The authors demonstrated that IgH of different Ig classes and IgG subclasses show distinct repertoire depending on the distance from Cmu. This finding is novel. However, IgH repertoire of marginal zone B cells and plasma cells producing IgM/IgD supports this conclusion only in some parameters such as number of somatic mutations but not other parameters such as junction length. Moreover, proportion of unique junctions is more influenced by plasma cell differentiation than Ig classes.
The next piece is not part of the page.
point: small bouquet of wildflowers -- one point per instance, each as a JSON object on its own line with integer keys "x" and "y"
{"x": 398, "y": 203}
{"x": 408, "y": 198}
Therefore, the conclusion of this part needs to be revised.

This is a good point and we have modified the title and conclusion of this section to specify that parameters are dependent on the distance from Cmu in class-switched subsets. We have also added the following sentence at the end of this section:

“Memory IgM subsets (B_MZ and B_{PC_MD}) were found to have lower mutations and R/S ratio than class-switched subsets. However, in other properties such as junction length, proportion of IGHV4-34 and diversity, they were more similar to IgM-distal subclasses.”